Emma and Izzy. They are living proof that everything is better with a sister.
For instance, sitting around wearing boots is much funnier with a sister.
And it's more effective when there are TWO of you to attack Grandma.
Even going to the bathroom is a delight when you've got your sister (and froggy and perry the Platypus).
Even going to the bathroom is a delight when you've got your sister (and froggy and perry the Platypus).
It sure is nice to relax in a pile of pillows. But having a sister/ottoman? Now THAT is relaxation. (Pants are also optional)
I think they're texting each other. And I'm pretty sure this is a vision of our future.
When your little sister falls asleep in the car, and by some miracle DOES NOT wake up upon extraction, and mom lays her down on the floor thinking she'll immediately wake up, but again by another miracle, she is still sleeping... well then that's a good time to have a nice fake nap with her! And then 30 seconds later it's totally cool to starting making loud dinosaur noises, and your awesome little sister will wake up smiling, saving you from what was sure to be a very long time out.

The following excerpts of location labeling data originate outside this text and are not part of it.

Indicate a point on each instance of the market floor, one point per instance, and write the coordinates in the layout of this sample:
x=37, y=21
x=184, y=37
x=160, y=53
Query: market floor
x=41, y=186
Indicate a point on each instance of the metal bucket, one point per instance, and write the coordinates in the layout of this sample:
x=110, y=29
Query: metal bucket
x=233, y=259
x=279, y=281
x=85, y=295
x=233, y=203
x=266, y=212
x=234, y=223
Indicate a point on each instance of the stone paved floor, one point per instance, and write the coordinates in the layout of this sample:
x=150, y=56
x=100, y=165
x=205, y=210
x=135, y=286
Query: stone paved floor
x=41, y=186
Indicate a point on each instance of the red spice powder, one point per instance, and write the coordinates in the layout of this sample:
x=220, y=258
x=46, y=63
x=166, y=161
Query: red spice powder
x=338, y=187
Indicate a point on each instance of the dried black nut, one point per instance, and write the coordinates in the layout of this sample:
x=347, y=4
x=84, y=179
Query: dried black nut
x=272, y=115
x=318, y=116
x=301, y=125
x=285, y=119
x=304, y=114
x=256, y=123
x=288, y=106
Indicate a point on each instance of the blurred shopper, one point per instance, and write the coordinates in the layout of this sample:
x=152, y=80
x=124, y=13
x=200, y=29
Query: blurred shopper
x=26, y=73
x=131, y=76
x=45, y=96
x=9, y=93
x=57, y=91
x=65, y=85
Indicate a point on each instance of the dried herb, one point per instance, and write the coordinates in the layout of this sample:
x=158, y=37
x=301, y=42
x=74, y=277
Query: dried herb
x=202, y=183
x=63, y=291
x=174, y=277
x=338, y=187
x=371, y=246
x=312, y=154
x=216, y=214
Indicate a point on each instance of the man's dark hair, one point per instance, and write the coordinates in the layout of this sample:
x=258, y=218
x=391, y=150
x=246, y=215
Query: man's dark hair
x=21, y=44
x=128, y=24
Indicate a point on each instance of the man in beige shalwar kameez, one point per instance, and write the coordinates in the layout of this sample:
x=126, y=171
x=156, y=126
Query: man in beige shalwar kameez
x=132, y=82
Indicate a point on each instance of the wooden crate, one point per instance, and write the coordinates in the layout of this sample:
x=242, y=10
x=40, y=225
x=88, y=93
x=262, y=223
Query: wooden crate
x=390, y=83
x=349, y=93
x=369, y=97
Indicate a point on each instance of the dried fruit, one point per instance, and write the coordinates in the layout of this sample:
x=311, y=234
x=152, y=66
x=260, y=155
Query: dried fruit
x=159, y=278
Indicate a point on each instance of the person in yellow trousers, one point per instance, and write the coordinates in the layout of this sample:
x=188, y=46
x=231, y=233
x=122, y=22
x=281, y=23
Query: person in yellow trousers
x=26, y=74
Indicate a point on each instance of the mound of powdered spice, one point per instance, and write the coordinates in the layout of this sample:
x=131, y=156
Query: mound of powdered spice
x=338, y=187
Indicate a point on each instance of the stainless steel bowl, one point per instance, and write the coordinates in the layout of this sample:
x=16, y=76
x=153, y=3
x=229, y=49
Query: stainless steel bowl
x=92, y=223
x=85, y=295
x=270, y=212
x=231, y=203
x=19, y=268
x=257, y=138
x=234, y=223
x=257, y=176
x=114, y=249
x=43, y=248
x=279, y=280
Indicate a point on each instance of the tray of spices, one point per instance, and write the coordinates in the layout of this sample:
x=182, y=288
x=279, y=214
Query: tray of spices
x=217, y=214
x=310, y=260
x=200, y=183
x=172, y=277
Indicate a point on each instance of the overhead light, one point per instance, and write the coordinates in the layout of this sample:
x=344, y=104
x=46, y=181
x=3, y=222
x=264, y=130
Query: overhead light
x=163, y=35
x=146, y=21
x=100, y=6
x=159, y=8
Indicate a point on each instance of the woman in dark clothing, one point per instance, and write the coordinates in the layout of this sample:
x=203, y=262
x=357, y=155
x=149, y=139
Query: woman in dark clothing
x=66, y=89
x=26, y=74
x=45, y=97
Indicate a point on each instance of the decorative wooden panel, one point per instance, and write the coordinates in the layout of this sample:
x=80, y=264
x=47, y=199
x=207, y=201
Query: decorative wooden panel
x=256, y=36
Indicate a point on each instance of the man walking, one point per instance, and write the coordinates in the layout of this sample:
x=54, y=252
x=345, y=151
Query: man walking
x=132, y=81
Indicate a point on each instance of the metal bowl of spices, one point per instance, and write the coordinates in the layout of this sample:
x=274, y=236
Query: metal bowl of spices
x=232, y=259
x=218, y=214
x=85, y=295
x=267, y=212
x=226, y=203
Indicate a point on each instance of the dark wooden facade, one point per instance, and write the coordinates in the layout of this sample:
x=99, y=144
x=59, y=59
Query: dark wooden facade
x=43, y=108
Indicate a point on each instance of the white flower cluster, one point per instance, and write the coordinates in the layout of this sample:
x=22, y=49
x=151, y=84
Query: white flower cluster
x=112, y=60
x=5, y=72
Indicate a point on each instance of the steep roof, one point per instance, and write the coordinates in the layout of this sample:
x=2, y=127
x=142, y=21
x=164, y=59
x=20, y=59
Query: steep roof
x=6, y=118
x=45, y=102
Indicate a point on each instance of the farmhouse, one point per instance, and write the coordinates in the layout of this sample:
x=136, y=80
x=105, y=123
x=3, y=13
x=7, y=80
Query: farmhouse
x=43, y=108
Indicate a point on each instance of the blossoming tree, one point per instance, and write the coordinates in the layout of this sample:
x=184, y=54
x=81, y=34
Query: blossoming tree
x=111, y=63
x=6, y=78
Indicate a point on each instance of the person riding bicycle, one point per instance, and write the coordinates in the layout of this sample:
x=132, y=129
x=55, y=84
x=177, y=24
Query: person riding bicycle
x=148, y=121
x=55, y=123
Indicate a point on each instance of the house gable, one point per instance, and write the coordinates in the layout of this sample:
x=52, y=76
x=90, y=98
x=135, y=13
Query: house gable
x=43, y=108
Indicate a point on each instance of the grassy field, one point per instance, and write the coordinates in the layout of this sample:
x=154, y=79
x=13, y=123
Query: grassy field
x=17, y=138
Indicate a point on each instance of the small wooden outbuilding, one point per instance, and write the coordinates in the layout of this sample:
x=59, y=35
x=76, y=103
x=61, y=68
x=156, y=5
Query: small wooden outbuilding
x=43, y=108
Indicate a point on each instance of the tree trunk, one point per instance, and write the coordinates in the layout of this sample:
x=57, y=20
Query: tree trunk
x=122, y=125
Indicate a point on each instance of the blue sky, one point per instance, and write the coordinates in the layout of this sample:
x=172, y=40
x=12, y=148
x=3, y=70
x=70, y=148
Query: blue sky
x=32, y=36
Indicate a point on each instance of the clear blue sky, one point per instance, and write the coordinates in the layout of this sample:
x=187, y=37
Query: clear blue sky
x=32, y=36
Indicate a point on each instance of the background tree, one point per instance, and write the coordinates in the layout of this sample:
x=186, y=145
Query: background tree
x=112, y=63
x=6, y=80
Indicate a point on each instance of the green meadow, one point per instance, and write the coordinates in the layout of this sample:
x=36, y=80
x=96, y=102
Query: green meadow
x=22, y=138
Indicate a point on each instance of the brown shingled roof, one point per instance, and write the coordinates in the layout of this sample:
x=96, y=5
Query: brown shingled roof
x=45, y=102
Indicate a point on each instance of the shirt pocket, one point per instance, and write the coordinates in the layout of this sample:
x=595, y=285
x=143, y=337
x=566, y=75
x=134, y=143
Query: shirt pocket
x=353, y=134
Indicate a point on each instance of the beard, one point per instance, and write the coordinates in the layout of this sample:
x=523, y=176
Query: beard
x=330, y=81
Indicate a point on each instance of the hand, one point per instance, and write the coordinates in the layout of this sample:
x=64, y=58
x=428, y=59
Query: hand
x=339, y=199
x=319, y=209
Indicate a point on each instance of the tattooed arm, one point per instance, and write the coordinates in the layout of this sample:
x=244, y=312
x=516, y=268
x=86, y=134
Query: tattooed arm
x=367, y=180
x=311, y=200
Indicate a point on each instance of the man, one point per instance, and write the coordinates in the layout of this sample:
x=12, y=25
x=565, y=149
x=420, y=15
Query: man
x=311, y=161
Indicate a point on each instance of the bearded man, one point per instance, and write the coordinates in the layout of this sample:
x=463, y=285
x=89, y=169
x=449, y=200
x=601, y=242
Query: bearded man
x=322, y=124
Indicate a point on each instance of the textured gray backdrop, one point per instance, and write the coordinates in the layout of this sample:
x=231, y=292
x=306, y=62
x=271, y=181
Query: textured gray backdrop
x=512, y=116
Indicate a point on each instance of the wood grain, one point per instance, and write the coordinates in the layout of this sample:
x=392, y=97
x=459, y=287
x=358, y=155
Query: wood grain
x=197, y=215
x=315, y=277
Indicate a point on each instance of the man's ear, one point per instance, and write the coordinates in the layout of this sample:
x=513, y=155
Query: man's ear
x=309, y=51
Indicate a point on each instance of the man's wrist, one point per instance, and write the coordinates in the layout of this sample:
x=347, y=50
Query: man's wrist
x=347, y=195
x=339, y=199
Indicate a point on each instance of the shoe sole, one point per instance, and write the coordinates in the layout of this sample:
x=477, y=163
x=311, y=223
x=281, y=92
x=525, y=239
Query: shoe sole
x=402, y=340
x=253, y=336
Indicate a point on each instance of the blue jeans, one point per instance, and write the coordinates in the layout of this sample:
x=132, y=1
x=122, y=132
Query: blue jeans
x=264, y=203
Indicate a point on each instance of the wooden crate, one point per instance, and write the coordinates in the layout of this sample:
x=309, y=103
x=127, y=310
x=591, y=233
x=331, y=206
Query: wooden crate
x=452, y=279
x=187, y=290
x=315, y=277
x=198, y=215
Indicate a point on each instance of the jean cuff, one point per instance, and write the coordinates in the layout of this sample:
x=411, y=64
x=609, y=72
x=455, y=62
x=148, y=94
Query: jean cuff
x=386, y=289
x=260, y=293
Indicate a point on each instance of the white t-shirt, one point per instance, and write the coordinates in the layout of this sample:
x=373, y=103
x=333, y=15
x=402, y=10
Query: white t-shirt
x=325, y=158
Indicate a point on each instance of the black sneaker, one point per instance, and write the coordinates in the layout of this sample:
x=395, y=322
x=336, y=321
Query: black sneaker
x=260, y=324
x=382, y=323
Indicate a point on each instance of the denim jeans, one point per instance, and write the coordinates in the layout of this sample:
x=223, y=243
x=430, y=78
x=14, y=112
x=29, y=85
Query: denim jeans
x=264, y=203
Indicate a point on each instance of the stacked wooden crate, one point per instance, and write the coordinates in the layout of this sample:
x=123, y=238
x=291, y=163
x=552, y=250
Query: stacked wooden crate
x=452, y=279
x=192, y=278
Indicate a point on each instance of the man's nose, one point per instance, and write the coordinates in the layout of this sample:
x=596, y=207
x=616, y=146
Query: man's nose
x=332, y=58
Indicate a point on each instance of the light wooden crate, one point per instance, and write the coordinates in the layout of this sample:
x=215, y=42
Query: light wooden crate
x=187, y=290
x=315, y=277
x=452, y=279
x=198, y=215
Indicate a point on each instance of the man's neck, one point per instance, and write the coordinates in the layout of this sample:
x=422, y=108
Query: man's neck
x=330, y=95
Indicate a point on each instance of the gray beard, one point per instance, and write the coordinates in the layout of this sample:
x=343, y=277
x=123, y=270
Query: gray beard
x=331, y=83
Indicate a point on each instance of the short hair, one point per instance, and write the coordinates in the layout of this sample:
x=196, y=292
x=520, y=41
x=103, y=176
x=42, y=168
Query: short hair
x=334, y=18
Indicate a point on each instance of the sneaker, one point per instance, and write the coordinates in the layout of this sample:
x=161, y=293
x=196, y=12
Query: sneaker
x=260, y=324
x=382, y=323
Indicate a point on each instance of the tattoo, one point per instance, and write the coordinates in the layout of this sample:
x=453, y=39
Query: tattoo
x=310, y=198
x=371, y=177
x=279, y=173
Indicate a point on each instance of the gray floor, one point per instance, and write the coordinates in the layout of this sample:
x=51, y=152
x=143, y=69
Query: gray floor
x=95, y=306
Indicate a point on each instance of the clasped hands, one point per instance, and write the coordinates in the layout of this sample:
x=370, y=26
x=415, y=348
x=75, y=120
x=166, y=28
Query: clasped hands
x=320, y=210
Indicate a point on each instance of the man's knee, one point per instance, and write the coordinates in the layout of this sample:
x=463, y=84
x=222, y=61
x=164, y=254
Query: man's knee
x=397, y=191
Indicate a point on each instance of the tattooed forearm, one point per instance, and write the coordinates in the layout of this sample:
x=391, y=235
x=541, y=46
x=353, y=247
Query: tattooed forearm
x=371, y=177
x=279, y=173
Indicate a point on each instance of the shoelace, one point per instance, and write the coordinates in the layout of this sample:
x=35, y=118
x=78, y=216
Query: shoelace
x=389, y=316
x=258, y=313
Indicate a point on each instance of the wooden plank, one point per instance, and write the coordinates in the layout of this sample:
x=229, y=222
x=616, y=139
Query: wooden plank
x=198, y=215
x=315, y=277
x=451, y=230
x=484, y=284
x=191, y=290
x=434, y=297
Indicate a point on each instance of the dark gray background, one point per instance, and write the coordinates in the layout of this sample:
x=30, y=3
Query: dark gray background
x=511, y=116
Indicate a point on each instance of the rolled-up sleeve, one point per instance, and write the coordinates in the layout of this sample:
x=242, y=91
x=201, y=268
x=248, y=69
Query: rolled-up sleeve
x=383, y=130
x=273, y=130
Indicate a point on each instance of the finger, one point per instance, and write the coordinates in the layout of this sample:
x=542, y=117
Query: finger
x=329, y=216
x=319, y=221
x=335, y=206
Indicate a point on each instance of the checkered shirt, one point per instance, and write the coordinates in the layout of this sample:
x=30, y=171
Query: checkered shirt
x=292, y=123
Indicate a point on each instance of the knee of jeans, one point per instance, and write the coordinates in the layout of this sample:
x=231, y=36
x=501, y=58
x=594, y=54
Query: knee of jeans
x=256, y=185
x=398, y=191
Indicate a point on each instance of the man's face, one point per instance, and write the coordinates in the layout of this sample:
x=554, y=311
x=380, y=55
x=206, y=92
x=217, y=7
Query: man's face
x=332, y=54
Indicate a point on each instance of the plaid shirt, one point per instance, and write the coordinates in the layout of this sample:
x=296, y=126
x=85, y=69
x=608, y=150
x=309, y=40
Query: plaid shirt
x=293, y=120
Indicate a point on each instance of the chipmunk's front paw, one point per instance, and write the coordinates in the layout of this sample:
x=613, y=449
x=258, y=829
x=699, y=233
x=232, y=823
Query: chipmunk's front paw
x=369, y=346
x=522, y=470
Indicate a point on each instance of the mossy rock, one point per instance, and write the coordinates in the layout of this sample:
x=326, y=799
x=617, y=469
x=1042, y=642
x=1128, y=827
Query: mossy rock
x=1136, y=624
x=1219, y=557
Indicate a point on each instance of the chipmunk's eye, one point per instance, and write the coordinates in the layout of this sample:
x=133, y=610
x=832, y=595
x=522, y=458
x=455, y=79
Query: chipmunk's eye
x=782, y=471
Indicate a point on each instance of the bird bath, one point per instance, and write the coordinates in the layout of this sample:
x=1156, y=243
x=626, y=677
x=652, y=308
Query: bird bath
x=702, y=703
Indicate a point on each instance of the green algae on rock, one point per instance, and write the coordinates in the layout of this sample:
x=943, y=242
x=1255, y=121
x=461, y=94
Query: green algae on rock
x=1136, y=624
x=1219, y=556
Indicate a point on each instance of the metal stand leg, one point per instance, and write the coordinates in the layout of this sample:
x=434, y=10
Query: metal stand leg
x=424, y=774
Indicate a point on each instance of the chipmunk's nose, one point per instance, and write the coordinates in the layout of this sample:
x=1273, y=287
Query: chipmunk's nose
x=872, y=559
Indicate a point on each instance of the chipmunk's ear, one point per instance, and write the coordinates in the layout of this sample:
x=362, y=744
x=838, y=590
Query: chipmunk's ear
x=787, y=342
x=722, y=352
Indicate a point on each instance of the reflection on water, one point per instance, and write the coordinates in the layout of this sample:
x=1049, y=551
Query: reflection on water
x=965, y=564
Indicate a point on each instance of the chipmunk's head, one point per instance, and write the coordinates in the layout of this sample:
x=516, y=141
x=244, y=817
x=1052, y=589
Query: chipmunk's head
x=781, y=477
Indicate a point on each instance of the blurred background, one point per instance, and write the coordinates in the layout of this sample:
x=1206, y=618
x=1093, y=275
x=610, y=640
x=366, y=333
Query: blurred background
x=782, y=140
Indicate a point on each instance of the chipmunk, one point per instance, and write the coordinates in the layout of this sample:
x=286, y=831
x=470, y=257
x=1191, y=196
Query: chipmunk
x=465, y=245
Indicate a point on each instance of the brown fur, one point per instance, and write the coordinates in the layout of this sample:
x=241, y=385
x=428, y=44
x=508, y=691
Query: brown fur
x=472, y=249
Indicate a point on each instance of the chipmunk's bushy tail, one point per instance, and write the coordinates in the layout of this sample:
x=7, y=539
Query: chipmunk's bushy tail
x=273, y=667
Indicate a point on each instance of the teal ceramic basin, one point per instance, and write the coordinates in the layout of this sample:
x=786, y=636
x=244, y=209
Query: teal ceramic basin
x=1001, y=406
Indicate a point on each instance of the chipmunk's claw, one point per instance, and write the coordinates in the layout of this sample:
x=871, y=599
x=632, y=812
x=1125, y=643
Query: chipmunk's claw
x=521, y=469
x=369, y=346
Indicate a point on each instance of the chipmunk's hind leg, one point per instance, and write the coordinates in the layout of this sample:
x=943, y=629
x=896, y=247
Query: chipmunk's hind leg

And, heaven help mom if she disappears to the bathroom by herself for five minutes. Because sisters are the best at emptying the contents of the pantry all over the living room, kitchen and dining room.
Go ahead and tell me this isn't the cutest thing ever. And then I will PUNCH YOU IN THE FACE.
So, to sum up, these sisters are awesome. I spend many days trying not to rip my hair out, but there are also many many many days that I'm just rolling on the floor laughing my butt off. By 40 I fully expect to be bald and buttless.